Singla doesn’t force style but brings out the greatest potential of clients whose wardrobes might not have had a refresh since the last administration.
Like a mole who works from the inside to crack the code, Singla may be the most singularly in touch fashion professional in the District, relating to her clients on multiple levels.
Many stylists have backgrounds in fashion and design, either through school or work experience. The income of many stylists (with renowned exception, see aforementioned Zoe) demands that many stylists must imagine the lives of their well-off clients, like a kind of style astral projection. The divide between stylist and client is a wedged realm. But in Singla’s case, she doesn’t have to imagine what it’s like to have a dress code at work. She lived that life. The relationship with her clients is embedded in trust. Singla’s advice enhances the style they have within the confines they must operate within. The result is Singla’s rapid and easy success as a personal stylist and her loyal following as as an on-air fashion expert for DC Fox News, among other local news stations.
“You cannot push style onto people. Women, especially in DC, have looks they are comfortable with. And in general, pushing trends ignores the differences in people’s bodies. You have to look at each person individually, their specific needs. When someone is comfortable, that’s when they look best. I want my clients to all look and feel their best.”
“It’s great to be building these relationships. I am always looking at building relationships.”
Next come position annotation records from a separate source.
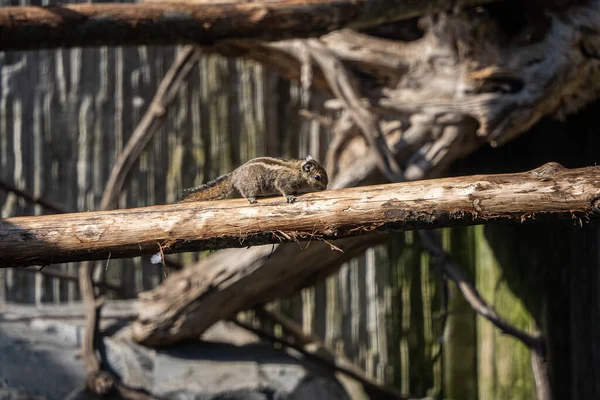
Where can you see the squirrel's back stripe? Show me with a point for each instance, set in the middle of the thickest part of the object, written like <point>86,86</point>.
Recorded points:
<point>213,190</point>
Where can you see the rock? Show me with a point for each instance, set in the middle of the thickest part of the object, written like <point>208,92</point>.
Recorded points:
<point>38,358</point>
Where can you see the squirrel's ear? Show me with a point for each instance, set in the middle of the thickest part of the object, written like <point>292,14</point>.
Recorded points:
<point>307,165</point>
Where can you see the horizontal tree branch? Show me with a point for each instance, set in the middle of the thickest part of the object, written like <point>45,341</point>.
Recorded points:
<point>548,192</point>
<point>110,24</point>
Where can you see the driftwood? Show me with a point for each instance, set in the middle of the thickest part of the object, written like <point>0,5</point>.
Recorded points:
<point>188,303</point>
<point>550,191</point>
<point>109,24</point>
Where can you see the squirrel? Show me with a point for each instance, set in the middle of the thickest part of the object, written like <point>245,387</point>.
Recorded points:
<point>260,176</point>
<point>263,176</point>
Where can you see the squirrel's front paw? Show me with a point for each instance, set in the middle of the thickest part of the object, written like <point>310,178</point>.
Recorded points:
<point>291,198</point>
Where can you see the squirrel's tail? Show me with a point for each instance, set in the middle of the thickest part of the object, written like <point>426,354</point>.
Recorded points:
<point>213,190</point>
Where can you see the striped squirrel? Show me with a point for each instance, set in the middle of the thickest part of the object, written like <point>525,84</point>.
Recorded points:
<point>264,176</point>
<point>261,176</point>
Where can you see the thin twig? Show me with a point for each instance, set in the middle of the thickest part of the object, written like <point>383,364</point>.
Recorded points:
<point>313,349</point>
<point>535,342</point>
<point>52,273</point>
<point>31,198</point>
<point>150,122</point>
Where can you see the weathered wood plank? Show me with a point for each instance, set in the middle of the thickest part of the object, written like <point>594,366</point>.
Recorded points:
<point>550,191</point>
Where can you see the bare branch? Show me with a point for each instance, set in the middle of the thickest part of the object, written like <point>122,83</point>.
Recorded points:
<point>109,24</point>
<point>151,121</point>
<point>31,198</point>
<point>549,192</point>
<point>314,347</point>
<point>535,342</point>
With a motley crue of other female creatives, the Creative Collective is in a sunny row house along M. St, overlooking the Key Bridge. Here, Singla, along with Biram and company, have joined forces. The operation already has a well-oiled feel to it and I’ve experienced firsthand the powerful networking and referral power of these women.
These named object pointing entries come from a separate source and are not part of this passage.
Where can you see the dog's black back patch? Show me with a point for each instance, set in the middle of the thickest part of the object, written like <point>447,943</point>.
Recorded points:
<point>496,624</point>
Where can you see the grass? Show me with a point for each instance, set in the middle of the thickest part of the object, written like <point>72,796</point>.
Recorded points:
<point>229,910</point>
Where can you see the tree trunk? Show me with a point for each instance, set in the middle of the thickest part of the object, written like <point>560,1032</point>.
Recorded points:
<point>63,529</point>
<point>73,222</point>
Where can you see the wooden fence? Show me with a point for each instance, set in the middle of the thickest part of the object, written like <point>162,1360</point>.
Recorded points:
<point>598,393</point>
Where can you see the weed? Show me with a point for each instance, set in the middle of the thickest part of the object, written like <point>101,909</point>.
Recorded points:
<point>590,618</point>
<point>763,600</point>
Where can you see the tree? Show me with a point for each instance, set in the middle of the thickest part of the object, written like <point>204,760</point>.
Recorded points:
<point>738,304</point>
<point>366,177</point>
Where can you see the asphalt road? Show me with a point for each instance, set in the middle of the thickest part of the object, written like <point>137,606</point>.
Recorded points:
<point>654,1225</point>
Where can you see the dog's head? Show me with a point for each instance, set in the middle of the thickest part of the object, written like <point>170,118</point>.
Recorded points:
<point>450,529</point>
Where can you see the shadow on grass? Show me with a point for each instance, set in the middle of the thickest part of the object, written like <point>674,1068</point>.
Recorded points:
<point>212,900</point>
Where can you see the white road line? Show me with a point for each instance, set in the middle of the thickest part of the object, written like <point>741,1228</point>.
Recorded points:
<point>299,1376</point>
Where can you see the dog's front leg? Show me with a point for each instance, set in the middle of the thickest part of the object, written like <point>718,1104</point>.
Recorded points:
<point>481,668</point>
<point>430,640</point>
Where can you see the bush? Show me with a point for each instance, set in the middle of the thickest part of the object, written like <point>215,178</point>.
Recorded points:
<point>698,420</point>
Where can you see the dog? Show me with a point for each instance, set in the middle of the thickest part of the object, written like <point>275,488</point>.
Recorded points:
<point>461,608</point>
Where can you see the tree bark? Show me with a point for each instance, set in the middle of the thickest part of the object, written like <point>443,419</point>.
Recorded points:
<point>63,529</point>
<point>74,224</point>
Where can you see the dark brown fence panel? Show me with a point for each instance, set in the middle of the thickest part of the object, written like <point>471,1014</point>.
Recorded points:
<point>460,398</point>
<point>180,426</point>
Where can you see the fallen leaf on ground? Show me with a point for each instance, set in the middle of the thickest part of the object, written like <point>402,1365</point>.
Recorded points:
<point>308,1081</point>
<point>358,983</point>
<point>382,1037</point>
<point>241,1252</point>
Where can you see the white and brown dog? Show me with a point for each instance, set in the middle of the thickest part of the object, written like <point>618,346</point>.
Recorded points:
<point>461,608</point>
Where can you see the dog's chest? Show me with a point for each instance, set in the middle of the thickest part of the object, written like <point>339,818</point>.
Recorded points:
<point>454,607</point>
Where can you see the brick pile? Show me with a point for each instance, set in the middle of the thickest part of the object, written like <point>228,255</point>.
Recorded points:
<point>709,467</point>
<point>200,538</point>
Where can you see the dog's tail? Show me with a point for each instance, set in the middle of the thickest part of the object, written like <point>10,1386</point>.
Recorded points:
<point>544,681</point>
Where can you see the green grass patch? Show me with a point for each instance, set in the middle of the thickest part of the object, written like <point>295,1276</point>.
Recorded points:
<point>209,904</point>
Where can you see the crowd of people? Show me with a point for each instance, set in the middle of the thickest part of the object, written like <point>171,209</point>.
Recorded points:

For Singla in particular, the office offers a perfect location and space for future projects. “It’s nice to be with all of them. I love the networking.”
Singla, a popular host to many DC fashion events, has found she loves to be part of events. Future projects have Singla eyeing partnerships and continued work on brand collaborations, so the Creative Collective move is ideal.
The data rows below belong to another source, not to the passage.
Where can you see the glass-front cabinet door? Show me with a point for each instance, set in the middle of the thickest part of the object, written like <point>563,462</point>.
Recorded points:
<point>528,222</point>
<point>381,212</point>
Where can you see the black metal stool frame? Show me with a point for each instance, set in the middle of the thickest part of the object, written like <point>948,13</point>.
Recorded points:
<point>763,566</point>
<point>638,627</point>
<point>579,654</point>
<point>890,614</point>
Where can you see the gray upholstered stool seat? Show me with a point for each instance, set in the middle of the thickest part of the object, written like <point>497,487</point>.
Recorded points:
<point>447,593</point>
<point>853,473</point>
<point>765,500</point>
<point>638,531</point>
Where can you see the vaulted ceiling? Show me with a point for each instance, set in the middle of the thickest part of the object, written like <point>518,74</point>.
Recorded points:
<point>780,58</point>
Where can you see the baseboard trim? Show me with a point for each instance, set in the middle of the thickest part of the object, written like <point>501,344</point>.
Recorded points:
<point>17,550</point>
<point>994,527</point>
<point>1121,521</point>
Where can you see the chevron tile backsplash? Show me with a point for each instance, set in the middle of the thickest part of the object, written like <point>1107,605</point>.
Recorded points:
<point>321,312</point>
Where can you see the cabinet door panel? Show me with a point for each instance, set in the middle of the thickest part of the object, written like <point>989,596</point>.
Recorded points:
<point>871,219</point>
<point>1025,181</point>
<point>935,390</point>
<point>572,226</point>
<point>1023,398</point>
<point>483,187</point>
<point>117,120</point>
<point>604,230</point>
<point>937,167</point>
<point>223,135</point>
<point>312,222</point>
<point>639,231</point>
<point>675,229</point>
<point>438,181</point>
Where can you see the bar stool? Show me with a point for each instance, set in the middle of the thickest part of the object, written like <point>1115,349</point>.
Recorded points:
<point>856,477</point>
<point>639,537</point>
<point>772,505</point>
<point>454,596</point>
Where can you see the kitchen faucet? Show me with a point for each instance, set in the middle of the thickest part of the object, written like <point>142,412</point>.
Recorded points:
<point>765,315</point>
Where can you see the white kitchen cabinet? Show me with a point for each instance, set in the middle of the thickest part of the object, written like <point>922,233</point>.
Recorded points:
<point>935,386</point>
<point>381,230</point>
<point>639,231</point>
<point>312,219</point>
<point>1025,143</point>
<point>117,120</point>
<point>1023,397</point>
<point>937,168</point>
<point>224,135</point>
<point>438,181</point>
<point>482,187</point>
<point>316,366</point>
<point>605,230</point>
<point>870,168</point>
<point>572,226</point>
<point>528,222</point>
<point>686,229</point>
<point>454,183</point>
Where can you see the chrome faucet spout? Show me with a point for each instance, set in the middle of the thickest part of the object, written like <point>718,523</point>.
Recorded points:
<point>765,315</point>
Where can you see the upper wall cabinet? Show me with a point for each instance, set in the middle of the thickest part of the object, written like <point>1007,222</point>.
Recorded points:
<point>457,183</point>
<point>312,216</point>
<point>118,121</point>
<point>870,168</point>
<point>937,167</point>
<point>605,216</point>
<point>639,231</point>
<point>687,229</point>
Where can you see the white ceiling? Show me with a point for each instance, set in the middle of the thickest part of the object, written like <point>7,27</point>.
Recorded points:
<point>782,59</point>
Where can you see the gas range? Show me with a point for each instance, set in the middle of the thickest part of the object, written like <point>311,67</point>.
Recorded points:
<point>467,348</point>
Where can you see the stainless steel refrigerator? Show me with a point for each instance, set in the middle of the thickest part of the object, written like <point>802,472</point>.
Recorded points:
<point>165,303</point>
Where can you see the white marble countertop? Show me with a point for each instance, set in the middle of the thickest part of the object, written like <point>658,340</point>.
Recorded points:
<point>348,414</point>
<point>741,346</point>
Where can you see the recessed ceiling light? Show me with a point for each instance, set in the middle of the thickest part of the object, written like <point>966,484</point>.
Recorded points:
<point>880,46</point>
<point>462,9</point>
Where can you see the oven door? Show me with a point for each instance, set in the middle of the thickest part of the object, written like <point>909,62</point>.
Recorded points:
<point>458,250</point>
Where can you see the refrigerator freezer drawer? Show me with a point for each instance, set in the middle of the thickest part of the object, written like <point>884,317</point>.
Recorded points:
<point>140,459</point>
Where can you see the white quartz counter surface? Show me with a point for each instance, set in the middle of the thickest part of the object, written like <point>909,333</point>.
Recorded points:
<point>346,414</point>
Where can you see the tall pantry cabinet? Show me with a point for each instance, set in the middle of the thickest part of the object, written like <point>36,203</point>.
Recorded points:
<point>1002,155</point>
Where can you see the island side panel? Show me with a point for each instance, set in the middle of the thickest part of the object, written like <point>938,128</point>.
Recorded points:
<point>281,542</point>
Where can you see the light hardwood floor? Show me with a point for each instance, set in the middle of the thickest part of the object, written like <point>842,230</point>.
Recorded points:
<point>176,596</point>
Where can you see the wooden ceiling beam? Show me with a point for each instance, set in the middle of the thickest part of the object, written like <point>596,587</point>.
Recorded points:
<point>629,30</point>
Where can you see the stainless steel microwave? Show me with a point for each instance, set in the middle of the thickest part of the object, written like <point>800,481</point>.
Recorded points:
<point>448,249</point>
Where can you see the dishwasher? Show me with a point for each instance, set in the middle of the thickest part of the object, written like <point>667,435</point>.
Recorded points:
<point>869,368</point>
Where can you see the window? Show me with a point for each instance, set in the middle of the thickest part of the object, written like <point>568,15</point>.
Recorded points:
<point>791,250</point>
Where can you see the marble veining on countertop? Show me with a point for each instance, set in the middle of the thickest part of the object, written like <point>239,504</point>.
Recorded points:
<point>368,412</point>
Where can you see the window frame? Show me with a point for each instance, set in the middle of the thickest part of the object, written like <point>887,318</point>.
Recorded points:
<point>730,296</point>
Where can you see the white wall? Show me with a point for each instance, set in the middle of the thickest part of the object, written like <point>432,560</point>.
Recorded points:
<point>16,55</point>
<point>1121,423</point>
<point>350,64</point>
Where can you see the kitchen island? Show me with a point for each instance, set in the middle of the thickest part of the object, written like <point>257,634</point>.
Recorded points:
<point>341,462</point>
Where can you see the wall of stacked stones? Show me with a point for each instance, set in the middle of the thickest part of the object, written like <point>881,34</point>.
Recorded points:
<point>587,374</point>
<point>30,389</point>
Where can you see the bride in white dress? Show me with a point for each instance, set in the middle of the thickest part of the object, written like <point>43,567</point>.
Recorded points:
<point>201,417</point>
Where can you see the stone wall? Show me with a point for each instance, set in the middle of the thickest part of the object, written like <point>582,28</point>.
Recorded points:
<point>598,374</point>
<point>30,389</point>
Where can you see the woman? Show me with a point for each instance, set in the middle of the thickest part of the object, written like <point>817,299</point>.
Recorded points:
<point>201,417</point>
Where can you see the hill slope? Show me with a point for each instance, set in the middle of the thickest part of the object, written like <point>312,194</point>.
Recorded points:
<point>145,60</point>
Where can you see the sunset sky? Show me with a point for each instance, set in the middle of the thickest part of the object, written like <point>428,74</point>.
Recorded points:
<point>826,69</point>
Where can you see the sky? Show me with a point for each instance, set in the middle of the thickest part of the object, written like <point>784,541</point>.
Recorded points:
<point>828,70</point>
“I’m looking forward to having an office in the city with greater access to everything.”
The rain is picking up again, almost torrential, and the coffee cups are empty. Singla and I are saying our goodbyes and making plans about hopefully meeting again.
I reflect on the conversation as I merge onto Old Georgetown. Having worked in Los Angeles and New York fashion scenes for years, where style is woven into the sunsets, the streets, the smog, and the DNA, the new message of DC– finally coming into an age of style– is interesting.
As a DC native, who knows others District-bred, local talk can be ambivalent. It’s hard to convince this local crowd that standard DC prep chic still seen on every kid in private school along Wisconsin Avenue or urban street style a la Up Against the Wall is going anywhere fast.
While DC works on its gentrification and fashion transformation, it will also always be the city where the Capitol resides and all that entails. Growth is always most meaningful and long-term when it’s organic and intuitive. After listening to Singla, it’s apparent the DC fashion community is lucky to have her philosophy of style that listens before it assumes, takes stock before it pushes.
Singla’s last words to me are, “There’s so much I am hoping to do.” It’s certain there is and it’s good to know Singla’s on our team.